Simulating the PHYS 211 M&M lab --- Observing the Central Limit Theorem in action

The beginning of this notebook is a duplication of the notebook from the first M&M problem.

In [2]:
import numpy as np
from scipy import stats

import matplotlib as mpl
import matplotlib.pyplot as plt
In [3]:
# Following is an Ipython magic command that puts figures in notebook.
%matplotlib notebook
        
# M.L. modification of matplotlib defaults
# Changes can also be put in matplotlibrc file, 
# or effected using mpl.rcParams[]
plt.style.use('classic')
plt.rc('figure', figsize = (6, 4.5)) # Reduces overall size of figures
plt.rc('axes', labelsize=16, titlesize=14)
plt.rc('figure', autolayout = True) # Adjusts supblot params for new size

Intro

  • 6 Colors: Yellow, Blue, Orange, Red, Green, and Blue
  • Assume 60 M&Ms in every bag
  • Assume equal probabilities (well mixed, large "reservoir")
  • Assume 24 students (bags) per section

Part 1 (from prrevious problem)

To get started, sample one bag of M&Ms, and count the numberof brown M&Ms.
Do this by generating 60 random integers from the set 0, 1, 2, 3, 4, 5, and let's say that "brown" = 0.

In [4]:
bag = stats.randint.rvs(0,6,size = 60)
print(bag)
[3 1 0 5 5 5 0 3 1 4 0 4 2 2 1 4 2 3 4 0 1 0 3 2 1 2 0 1 5 0 1 4 1 0 1 1 0
 5 2 5 3 4 0 1 2 4 0 1 0 4 5 3 3 5 0 3 5 0 2 0]
  • Count the number of each color in the bag using np.bincount(bag). The first element in the array is the number of occurences of 0 in "bag," the second element is the number of occurences of 1, etc.
In [5]:
np.bincount(bag)
Out[5]:
array([15, 12,  8,  8,  8,  9])
  • For our "brown" = 0 choice, the number of brown M&Ms is the first element in the array returned by bincount, or np.bincount(bag)[0].
In [6]:
np.bincount(bag)[0]
Out[6]:
15
  • Now sample many bags
  • Record number of brown M&Ms in each bag
In [7]:
# Long version of sampling many bags
nb = 24                     # number of bags 
data_section = np.zeros(nb) # array for data from a lab section
for i in range(nb):
    bag = stats.randint.rvs(0,6,size=60)
    data_section[i] = np.bincount(bag)[0]

data_section
Out[7]:
array([12.,  4.,  9., 11., 18., 10.,  8.,  6., 10.,  7.,  8.,  9., 13.,
        7., 12.,  9., 10., 12., 10., 12.,  8., 18., 13., 17.])
In [46]:
# Concise version of sampling many bags
nb = 24            # number of bags
data_section = np.array([np.bincount(stats.randint.rvs(0,6,size=60))[0] for i in range(nb)])
data_section
Out[46]:
array([11, 11,  5,  6, 13,  7, 10,  6,  8, 13,  7,  8, 11,  7,  6, 11, 11,
       12,  8, 12, 14,  9,  8, 16])
In [47]:
np.mean(data_section), np.std(data_section), np.std(data_section)/np.sqrt(len(data_section)-1)
Out[47]:
(9.583333333333334, 2.8565227501671018, 0.5956261674917971)

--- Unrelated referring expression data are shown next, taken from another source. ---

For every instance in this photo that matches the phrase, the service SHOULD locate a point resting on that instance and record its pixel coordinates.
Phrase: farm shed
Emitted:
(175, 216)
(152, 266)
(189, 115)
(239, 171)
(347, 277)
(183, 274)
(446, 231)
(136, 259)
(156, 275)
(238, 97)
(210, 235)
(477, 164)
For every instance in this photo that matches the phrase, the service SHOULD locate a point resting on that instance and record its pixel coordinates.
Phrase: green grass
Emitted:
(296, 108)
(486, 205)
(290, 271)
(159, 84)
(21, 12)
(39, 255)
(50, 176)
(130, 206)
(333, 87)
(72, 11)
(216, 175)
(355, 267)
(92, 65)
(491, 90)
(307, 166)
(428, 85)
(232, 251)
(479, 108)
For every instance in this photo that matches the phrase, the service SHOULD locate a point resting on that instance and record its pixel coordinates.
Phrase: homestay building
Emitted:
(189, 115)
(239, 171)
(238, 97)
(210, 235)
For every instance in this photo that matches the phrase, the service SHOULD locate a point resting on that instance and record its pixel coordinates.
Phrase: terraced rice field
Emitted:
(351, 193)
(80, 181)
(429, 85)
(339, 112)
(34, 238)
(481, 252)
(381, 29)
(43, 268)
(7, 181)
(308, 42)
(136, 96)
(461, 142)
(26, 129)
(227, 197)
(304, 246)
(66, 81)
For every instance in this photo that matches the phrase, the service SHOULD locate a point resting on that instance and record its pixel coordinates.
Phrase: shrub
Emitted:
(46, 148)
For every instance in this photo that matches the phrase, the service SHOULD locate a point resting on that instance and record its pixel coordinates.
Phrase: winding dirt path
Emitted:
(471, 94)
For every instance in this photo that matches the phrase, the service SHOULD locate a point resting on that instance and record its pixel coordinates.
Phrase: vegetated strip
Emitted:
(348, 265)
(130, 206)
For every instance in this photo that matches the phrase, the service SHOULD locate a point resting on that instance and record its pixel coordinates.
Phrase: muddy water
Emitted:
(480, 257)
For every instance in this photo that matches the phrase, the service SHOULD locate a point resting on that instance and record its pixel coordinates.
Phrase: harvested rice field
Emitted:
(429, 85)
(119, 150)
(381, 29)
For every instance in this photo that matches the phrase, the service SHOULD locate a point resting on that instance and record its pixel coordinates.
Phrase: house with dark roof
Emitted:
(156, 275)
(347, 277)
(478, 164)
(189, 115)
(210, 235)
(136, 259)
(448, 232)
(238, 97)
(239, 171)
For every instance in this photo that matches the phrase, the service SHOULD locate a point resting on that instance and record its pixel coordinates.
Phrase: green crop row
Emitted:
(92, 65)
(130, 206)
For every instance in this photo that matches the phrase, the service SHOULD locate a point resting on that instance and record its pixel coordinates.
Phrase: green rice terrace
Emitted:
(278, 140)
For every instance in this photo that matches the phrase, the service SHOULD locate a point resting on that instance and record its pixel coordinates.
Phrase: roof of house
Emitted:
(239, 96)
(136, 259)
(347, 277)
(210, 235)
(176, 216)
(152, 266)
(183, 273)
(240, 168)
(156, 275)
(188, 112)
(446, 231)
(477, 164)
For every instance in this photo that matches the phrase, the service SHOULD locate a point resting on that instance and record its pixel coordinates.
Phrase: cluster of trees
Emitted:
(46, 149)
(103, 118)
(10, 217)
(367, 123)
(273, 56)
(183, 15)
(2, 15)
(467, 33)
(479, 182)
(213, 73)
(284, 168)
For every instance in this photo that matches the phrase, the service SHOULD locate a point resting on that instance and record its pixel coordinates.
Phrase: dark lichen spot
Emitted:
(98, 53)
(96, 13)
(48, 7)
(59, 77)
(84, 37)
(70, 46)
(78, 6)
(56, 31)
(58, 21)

Answer for part 1, the results from this single lab section:

$\overline N = 9.6 \pm 0.6$

In [48]:
plt.figure()
nbins = 20
low = 0
high = 20
plt.hist(data_section,nbins,[low,high])
plt.xlim(0,20)
plt.title("Histogram of brown M&Ms per bag - Single Section")
plt.xlabel("Number of brown M&Ms")
plt.ylabel("Occurences");

Part 2 -- New stuff: Now we simulate data from 200 lab sections.

In [49]:
nb = 24    # Number of bags in a section
ns = 2000   # Number of sections in class
data_class = np.zeros(ns) # array for results from each section
In [50]:
for j in range(ns):
    data_section = np.zeros(nb)     # array for section data
    for i in range(nb):
        bag = stats.randint.rvs(0,6,size=60)
        data_section[i] = np.bincount(bag)[0]
    data_class[j] = np.mean(data_section)
In [51]:
np.mean(data_class), np.std(data_class)
Out[51]:
(10.011979166666666, 0.591323027775076)

Historgram of section averages

In [52]:
plt.figure()
nbins = 30
low = 5
high = 15
binwidth = (high-low)/nbins
plt.hist(data_class,nbins,[low,high],alpha=0.5)
plt.xlim(low,high)
plt.title("Histogram of section averages",fontsize=14)
plt.xlabel("Number of brown M&Ms")
plt.ylabel("Occurences");

Quantitative checks of prediction of Central Limit Theorem

The standard deviation of the number of brown M&Ms in a bag in an indvidual section (that was determined in Part 1 above) is $\sigma = 2.9$. The Central Limit Theorem predicts that the standard deviation of the section averages (i.e., standard deviation of the mean) should be

$$ \sigma_{\rm averages} = \frac{\sigma}{\sqrt{N}} = \frac{2.9}{\sqrt{24}} \simeq 0.59 $$

The standard deviation of the 2000 means I simulated is 0.59, which is consistent with that predicted by Central Limit Theorem.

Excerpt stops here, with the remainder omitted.